Two little words make me want to jump out of my skin... such a simple phrase and yet it can wreak such havok.
There is no faster way to shut a child down than with a “Good Job!”
Even an enthuastic "Good Job!" Or a caring and compassionate "Good Job!" Is this sounding crazy to you? Picture it..
Young Michaela just finished her painting after an hour of hard work and creativity. She is thrilled about her project and there is an aura of pleasure and accomplishment in the air.
You, Caregiver Extraordinaire, are busy making dinner and Michaela’s younger brother, James, is having you test him on his vocab words while you chop veggies. (Look at y'all go!)
Michaela approaches the counter, beaming. She says “Look! I finished!” as she holds up her artwork. You say, “Oh wow, Michaela. Good job!”
And boom. That’s done.
You’ve emotionally patted her on the head and she can be on her way now.
It devastates me when I hear Parents, Nannies, Teachers, and other Caregiving adults shut down a child with a “Good Job!” Or a “I love it!”
I can feel the defeat. Their deflated accomplishment. That's it.
OBSERVE. ASK QUESTIONS. BE INTERESTED!
“I SEE you used a lot of blue.. “
“Those are interesting color choices- why’d you pick them?”
What is it of? (Please, don’t assume that because it has whiskers and a tail, it’s a cat. You don’t know what elephants look like in swimming pools on Mars!”) Where does ____ live? What do they eat there? Do they have a family?
Expand on their imagination. Push them further.
And when you acknowledge, or praise, make it about their EFFORT!- how hard they worked. How much thought and creativity they put into it. How innovative they were. It’s not about their ability! That can grow.. but not if they have any stigma attached to being “good” or “bad” at it.
And whenever kids ask you "Do you like it?" (and we know that is the GOLDEN question), I always try to flip it first and see if that satisfies it- "Well, do YOU like it?" Sometimes they'll respond and that'll be it. Sometimes it's a "Yeah, but do you?" And then I'll go back to including something specific about what they did. It's not about them being an artist, or my approval.
We want kids who are confident, empowered, self-assured, risk-takers, and who possess WILD imagination.

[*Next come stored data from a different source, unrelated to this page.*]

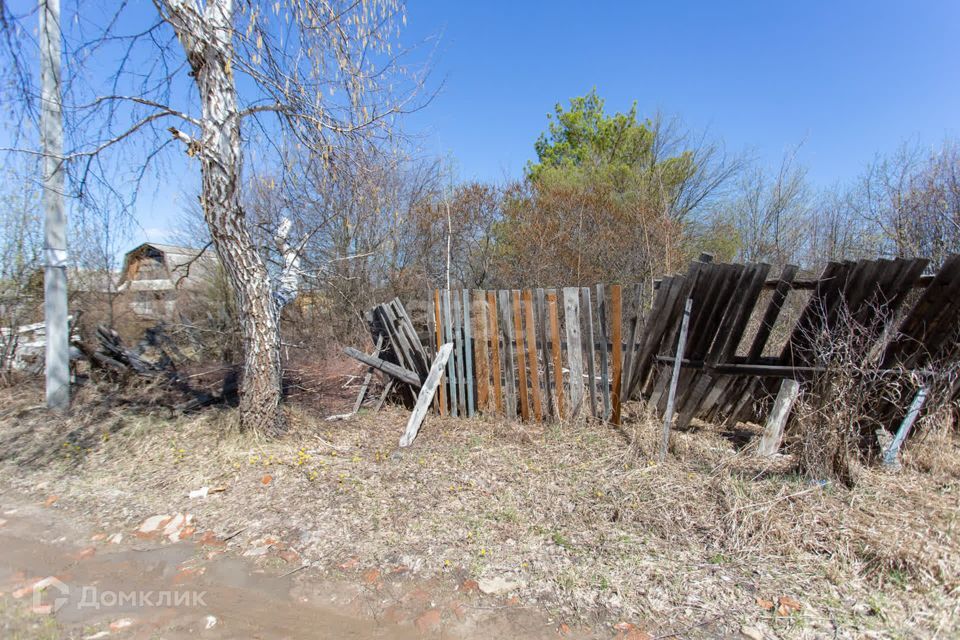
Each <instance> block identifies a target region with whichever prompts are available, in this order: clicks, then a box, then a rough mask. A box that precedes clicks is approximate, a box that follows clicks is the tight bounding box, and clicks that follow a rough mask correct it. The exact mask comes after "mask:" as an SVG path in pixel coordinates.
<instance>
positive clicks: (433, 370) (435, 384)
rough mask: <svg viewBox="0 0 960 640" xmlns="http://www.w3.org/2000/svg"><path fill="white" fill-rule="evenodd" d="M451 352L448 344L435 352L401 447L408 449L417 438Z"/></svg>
mask: <svg viewBox="0 0 960 640" xmlns="http://www.w3.org/2000/svg"><path fill="white" fill-rule="evenodd" d="M452 350H453V345H452V344H450V343H449V342H448V343H447V344H445V345H443V346H442V347H440V350H439V351H438V352H437V357H436V358H434V360H433V364H432V365H431V366H430V373H428V374H427V379H426V381H425V382H424V383H423V388H422V389H421V390H420V393H419V394H418V395H417V404H416V406H415V407H414V408H413V413H411V414H410V418H409V419H408V420H407V428H406V429H405V430H404V432H403V436H402V437H401V438H400V446H401V447H409V446H410V444H411V443H412V442H413V440H414V438H416V437H417V433H419V431H420V425H421V424H423V419H424V418H425V417H426V415H427V409H428V408H429V407H430V403H431V402H432V401H433V394H434V392H435V391H436V390H437V385H439V384H440V376H441V375H442V374H443V367H444V366H445V365H446V364H447V359H448V358H449V357H450V352H451V351H452Z"/></svg>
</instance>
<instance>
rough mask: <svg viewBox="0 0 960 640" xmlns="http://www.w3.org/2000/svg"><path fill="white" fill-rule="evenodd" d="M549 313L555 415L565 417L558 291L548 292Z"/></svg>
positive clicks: (547, 309) (547, 295)
mask: <svg viewBox="0 0 960 640" xmlns="http://www.w3.org/2000/svg"><path fill="white" fill-rule="evenodd" d="M547 313H548V315H549V316H550V347H551V351H552V352H553V381H554V388H555V389H556V393H555V394H554V395H555V398H554V400H555V401H556V413H555V415H556V416H557V417H558V418H560V419H561V420H562V419H563V416H564V415H565V414H564V412H563V361H562V360H561V359H560V320H559V318H558V317H557V292H556V290H553V289H551V290H550V291H548V292H547Z"/></svg>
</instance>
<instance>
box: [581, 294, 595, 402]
mask: <svg viewBox="0 0 960 640" xmlns="http://www.w3.org/2000/svg"><path fill="white" fill-rule="evenodd" d="M580 298H581V305H582V306H581V308H582V309H583V314H584V316H583V317H584V318H585V319H586V323H587V330H586V335H585V336H584V338H585V340H584V343H585V347H586V348H585V349H584V355H585V356H586V358H587V390H588V391H589V393H590V415H591V416H593V417H594V418H596V417H597V372H596V367H597V365H596V359H597V356H596V351H595V349H596V344H595V343H594V338H593V305H592V304H591V303H590V288H589V287H583V288H582V289H580Z"/></svg>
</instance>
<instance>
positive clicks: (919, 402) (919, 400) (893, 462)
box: [883, 387, 927, 467]
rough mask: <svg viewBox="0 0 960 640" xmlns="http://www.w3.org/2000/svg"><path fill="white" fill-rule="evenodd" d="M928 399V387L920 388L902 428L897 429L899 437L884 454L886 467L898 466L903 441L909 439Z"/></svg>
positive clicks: (907, 413)
mask: <svg viewBox="0 0 960 640" xmlns="http://www.w3.org/2000/svg"><path fill="white" fill-rule="evenodd" d="M926 399H927V389H926V387H920V390H919V391H917V395H915V396H914V397H913V402H911V403H910V408H909V409H907V415H906V416H904V418H903V422H901V423H900V428H899V429H897V435H896V436H894V438H893V441H892V442H891V443H890V446H888V447H887V450H886V451H884V452H883V464H884V465H885V466H887V467H895V466H897V455H898V454H899V453H900V447H902V446H903V441H904V440H906V439H907V435H908V434H909V433H910V428H911V427H913V423H914V422H915V421H916V419H917V416H919V415H920V409H921V408H922V407H923V402H924V401H925V400H926Z"/></svg>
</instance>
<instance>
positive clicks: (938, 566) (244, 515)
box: [0, 386, 960, 638]
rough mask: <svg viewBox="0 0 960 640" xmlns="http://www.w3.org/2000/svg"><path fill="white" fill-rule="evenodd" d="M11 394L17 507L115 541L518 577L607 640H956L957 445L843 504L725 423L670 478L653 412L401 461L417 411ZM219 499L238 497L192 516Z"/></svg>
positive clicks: (2, 464) (439, 425)
mask: <svg viewBox="0 0 960 640" xmlns="http://www.w3.org/2000/svg"><path fill="white" fill-rule="evenodd" d="M88 393H90V392H88ZM0 394H2V396H0V406H4V407H5V409H4V410H2V412H0V465H2V466H0V483H2V485H5V486H4V489H5V490H14V491H17V492H18V493H21V494H26V495H29V496H33V497H35V498H36V499H37V500H38V501H42V500H44V499H45V498H46V497H47V496H49V495H51V494H52V495H56V496H58V497H59V501H60V503H61V504H64V505H68V506H70V507H72V508H75V509H76V510H78V511H80V512H82V513H85V514H87V515H88V516H89V517H90V518H91V519H96V520H97V521H98V522H99V523H101V524H102V526H104V527H126V528H127V530H130V529H133V528H135V526H136V525H137V524H139V522H141V521H142V520H143V519H144V518H146V517H148V516H151V515H154V514H158V513H173V512H176V511H183V512H189V513H192V514H194V517H195V519H196V522H197V525H198V530H199V529H201V528H202V529H212V530H214V531H215V532H218V533H219V534H220V535H226V534H227V533H228V532H234V531H237V530H240V529H243V531H242V532H241V533H240V534H239V535H237V536H236V538H234V539H233V540H232V541H231V544H232V545H235V546H236V548H237V550H238V551H240V550H243V549H244V548H245V547H249V546H251V545H254V544H256V543H257V542H256V541H258V540H262V539H263V538H264V537H267V536H270V537H273V538H275V539H278V540H282V541H284V542H285V543H286V544H288V545H289V546H290V547H292V548H294V549H295V550H297V551H298V552H299V553H300V554H301V555H302V556H303V557H304V558H305V559H306V560H309V561H311V562H314V563H316V565H317V566H319V567H321V568H323V569H324V570H325V571H329V572H331V573H337V572H342V571H344V570H345V569H344V567H350V568H349V571H363V570H365V569H367V568H371V567H380V566H388V565H390V566H392V565H397V564H402V565H405V566H407V567H410V569H411V570H412V571H413V572H415V573H417V574H420V575H422V576H423V577H431V576H435V575H443V574H445V575H447V576H448V577H450V578H451V579H454V580H463V579H465V578H481V577H487V578H489V577H504V578H506V579H509V580H511V581H515V582H518V583H521V584H523V585H524V586H523V587H522V588H521V589H520V591H519V597H520V601H521V602H524V603H525V604H528V605H531V606H538V607H543V608H545V609H546V610H547V611H548V612H550V613H551V614H555V615H557V616H559V617H560V618H561V619H565V620H570V621H571V623H573V622H576V623H579V624H580V625H582V626H584V627H590V628H592V629H594V630H601V629H609V631H610V634H611V635H613V634H615V633H616V630H615V628H614V625H615V624H617V623H620V622H624V621H626V622H631V623H634V624H636V625H637V627H639V628H641V629H644V630H645V631H646V632H647V633H649V634H651V635H652V636H655V637H656V636H662V635H666V634H679V635H680V636H681V637H715V636H717V635H723V634H736V633H741V632H743V631H746V632H748V633H749V632H752V631H754V630H755V631H757V632H760V633H763V634H767V635H768V636H777V637H850V638H853V637H865V636H873V637H941V638H946V637H955V636H956V635H957V634H958V633H960V618H958V616H960V578H958V576H960V533H958V519H960V447H958V440H957V438H956V436H955V434H954V433H953V432H952V431H951V430H950V429H948V428H947V427H943V428H940V429H934V430H931V431H929V432H928V433H925V434H924V435H923V437H921V438H918V439H915V440H913V441H911V442H910V443H908V446H907V450H906V455H905V459H904V462H905V464H904V468H903V469H902V470H901V471H899V472H897V473H889V472H883V471H880V470H874V469H869V470H863V472H862V473H861V474H860V476H859V482H858V483H857V485H856V487H854V488H853V489H847V488H844V487H840V486H837V485H834V484H831V483H818V482H811V481H810V480H808V479H806V478H804V477H802V476H800V475H798V474H797V473H796V472H795V471H794V468H795V464H794V461H793V460H792V458H791V457H789V456H779V457H778V458H777V459H775V460H772V461H770V460H767V461H761V460H758V459H756V458H754V457H752V456H751V455H750V453H749V451H750V448H749V446H748V447H746V448H742V449H738V448H737V445H735V444H734V441H737V442H742V436H743V434H742V433H741V434H738V435H739V436H741V437H740V438H733V437H731V434H724V433H721V432H719V431H718V430H716V429H715V428H712V427H710V426H708V425H700V426H699V428H697V429H695V430H691V431H689V432H685V433H678V434H676V436H675V439H674V446H673V451H672V454H671V456H670V458H669V460H668V461H667V462H666V463H664V464H657V463H655V462H654V458H655V455H654V450H655V449H654V447H655V445H654V442H655V440H656V437H657V436H656V432H657V429H658V427H657V426H656V425H655V424H654V423H653V422H651V421H650V420H648V419H646V418H644V417H643V416H642V415H637V413H636V411H638V408H637V407H633V409H634V413H633V414H631V415H630V416H629V419H628V420H627V421H626V424H627V425H628V427H627V429H626V430H617V429H614V428H613V427H610V426H607V425H601V424H557V425H548V426H546V427H542V426H540V425H536V426H527V425H517V424H504V423H501V422H497V421H492V420H484V419H474V420H453V419H447V420H442V419H438V418H434V417H430V418H428V421H427V423H426V424H425V426H424V428H423V430H422V432H421V435H420V437H419V438H418V439H417V441H416V442H415V443H414V445H413V446H412V447H410V448H409V449H405V450H398V449H397V440H398V438H399V436H400V433H401V431H402V429H403V425H404V423H405V421H406V414H405V413H404V412H402V411H400V410H388V411H384V412H383V413H381V414H379V415H360V416H356V417H355V418H353V419H351V420H348V421H340V422H327V421H325V420H323V419H322V418H321V417H320V416H317V415H314V414H312V413H310V412H309V410H308V409H305V408H298V407H297V406H292V407H290V408H289V413H290V418H291V422H292V424H293V427H292V429H291V431H290V432H289V433H288V434H287V435H286V436H284V437H283V438H282V439H281V440H278V441H260V440H257V439H256V438H254V437H253V436H250V435H246V434H241V433H238V432H237V431H236V428H235V424H236V416H235V413H234V412H233V410H229V409H225V410H217V411H209V412H207V413H204V414H202V415H198V416H174V415H171V414H168V413H167V412H164V411H154V412H149V413H145V412H142V411H132V410H130V409H129V408H124V406H123V405H121V404H119V403H118V402H117V398H116V397H114V398H113V403H112V404H113V406H112V407H111V406H110V404H109V403H107V402H105V401H104V400H102V399H99V398H97V399H96V401H94V400H95V399H94V398H93V397H87V398H83V397H81V398H80V399H78V403H79V404H80V406H78V407H77V408H76V409H75V411H74V413H73V416H72V417H71V418H67V419H52V418H51V417H50V416H49V415H48V414H47V413H45V412H44V411H43V410H42V409H40V408H38V407H39V405H40V401H41V397H42V396H41V394H40V390H39V388H37V389H34V388H32V387H29V386H27V387H20V388H19V390H15V391H14V390H5V391H2V392H0ZM91 395H92V393H91ZM203 486H209V487H223V488H224V489H225V490H224V491H222V492H218V493H211V494H210V495H209V496H208V497H207V498H204V499H189V498H188V497H187V494H188V492H189V491H191V490H194V489H198V488H200V487H203ZM351 558H356V559H357V561H356V563H353V562H349V560H350V559H351Z"/></svg>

It's not easy. There are times when a "Good Job" is truly all you can offer. And it's a balancing act, sure. You can't be engaged 100% of the time (unless you're super-human, or you've found some special vitamin at Whole Foods that keeps you mindful all the time, and if so, please be a pal and pass that along!) We're all doing the best we can. Modeling that is perhaps the most important part. (Even sharing with them in those moments when you don't have time/energy to give them more than a "Good Job" that you'd like to hear more about it when you aren't swamped with x, y, or z." Keep trying! We're all in this together!